Much like the age old questions, “chicken or the egg?”, and “pirates or ninjas?”, Science Fiction vs. Fantasy is one of those unanswerable questions of life. But, while I can see the appeal of the first two questions, I have to wonder why we bother to ask this third question in the first place. I believe Fantasy and Science Fiction are two sides of the same coin, different only in the trappings, not in the actual spirit of pure imagination which I believe goes into both. Furthermore, the line between these two genre’s is blurry at best. Let me explain.
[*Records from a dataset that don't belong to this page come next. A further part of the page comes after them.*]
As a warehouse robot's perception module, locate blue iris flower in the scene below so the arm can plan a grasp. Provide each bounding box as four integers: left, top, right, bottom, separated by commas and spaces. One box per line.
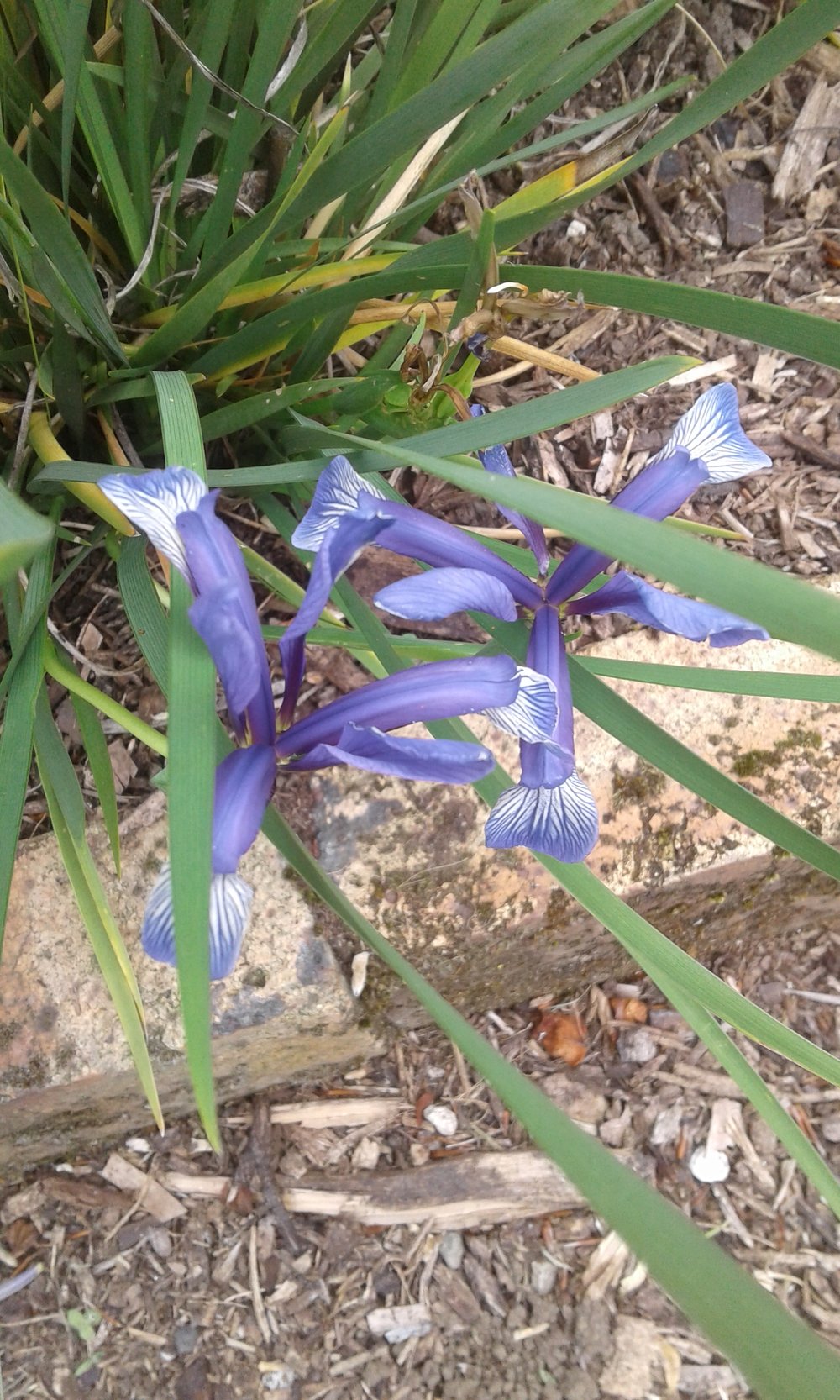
99, 466, 557, 979
292, 383, 770, 861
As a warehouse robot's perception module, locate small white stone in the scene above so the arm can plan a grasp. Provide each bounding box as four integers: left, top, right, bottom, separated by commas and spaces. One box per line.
689, 1146, 729, 1183
423, 1103, 458, 1137
441, 1229, 464, 1268
531, 1259, 557, 1297
367, 1303, 431, 1345
350, 954, 371, 997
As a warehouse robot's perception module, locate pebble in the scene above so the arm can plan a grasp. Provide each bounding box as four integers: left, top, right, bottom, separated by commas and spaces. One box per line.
262, 1366, 297, 1390
531, 1259, 557, 1297
689, 1146, 729, 1182
172, 1322, 199, 1356
441, 1229, 464, 1268
423, 1103, 458, 1137
145, 1225, 172, 1259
First, a couple of definitions, as gleaned from our friend of the Information Age, Wikipedia.
“Fantasy is a genre that uses magic and other supernatural forms as a primary element of plot, theme, and/or setting” from the Fantasy Page.
Science Fiction – “It differs from fantasy in that, within the context of the story, its imaginary elements are largely possible within scientifically-established or scientifically-postulated laws of nature (though some elements in a story might still be pure imaginative speculation)” from the Science Fiction Page.
I like to think of Science Fiction and Fantasy as two ends of a spectrum. At either end you have the extremes, Asimov at the SF end, and Tolkien at the Fantasy end. In the middle, the exact distinction becomes less clear, with authors such as Anne McCaffrey and Raymond Feist. McCaffrey’s Pern books are a brilliant example of this blurriness. At the beginning of that series (within the timeline), the books are almost pure SF, with space travel to other planets, genetic science and computer technology. Yet as Pern progresses, they become Fantasy novels, with quests, dragons, and in a strange sense magic, or at least communication with what are essentially large animals.
Another prime example of this fuzziness between the genres is actually Robert A. Heinlein. The book that I am thinking of specifically is called The Glory Road, and is one of my favorite works of Heinlein’s. However, I could not consider this book to fit neatly into either Category alone. While there is space travel, or rather travel between dimensions, and technology, there is also a sword-wielding hero, dragons, and in some sense magic. Now, I also think that Heinlein deliberately was blurring the line, as several times one of the characters explains her technology to the less technological Earth-man as “magic”. And indeed, it sounds like magic. But it is also equally clear that to her this ‘magic’ is as simple and straightforward as computer technology is to us.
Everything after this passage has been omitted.